Um Mobilitätsmuster und deren Änderungspotenziale im ländlichen Raum besser zu verstehen, wird ein Ansatz verwendet, der die Vielfalt klar erfassbarer Alltagspraktiken empirisch greifbar machen will. Mobilität wird dabei nicht als individuelles Bedürfnis verstanden, sondern als Ergebnis gesellschaftlicher Einbindungen in räumlich verteilte soziale Netzwerke, die durch Alltagsbewegungen entstehen.
Im Beitrag „Wer, wie, was, wohin?
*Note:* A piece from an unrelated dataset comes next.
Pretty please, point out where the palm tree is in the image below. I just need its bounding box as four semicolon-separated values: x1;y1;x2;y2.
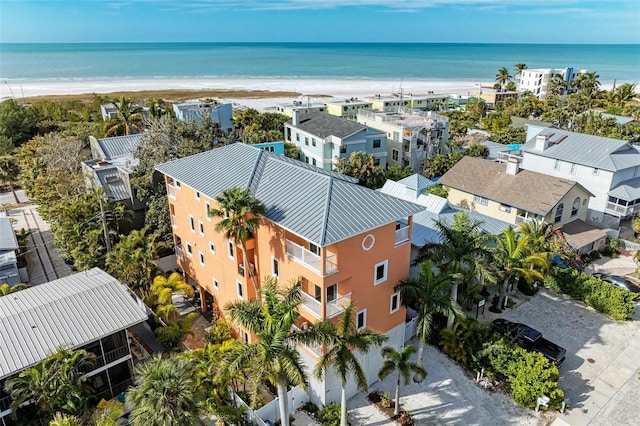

Identifikation von Mobilitätstypen in kleinen Gemeinden auf Basis sozialer Netzwerke" von Paul Witte vom Institut für Technikfolgenabschätzung und Systemanalyse (ITAS) des KIT werden Mobilitätstypen vorgestellt, deren Grundlage zwei Bevölkerungsumfragen darstellen. Mithilfe einer Clusteranalyse können die Mobilitätsmuster der Befragten in verhaltenshomogene Gruppen (Mobilitätstypen) eingeteilt werden. Im Rahmen des Vortrags werden erste Ergebnisse der Clusteranalyse präsentiert und gezeigt, welche Mobilitätstypen sich für kleinere Gemeinden identifizieren lassen. Anschließend werden die Cluster diskutiert.
Die Onlineveranstaltung findet via Webex statt.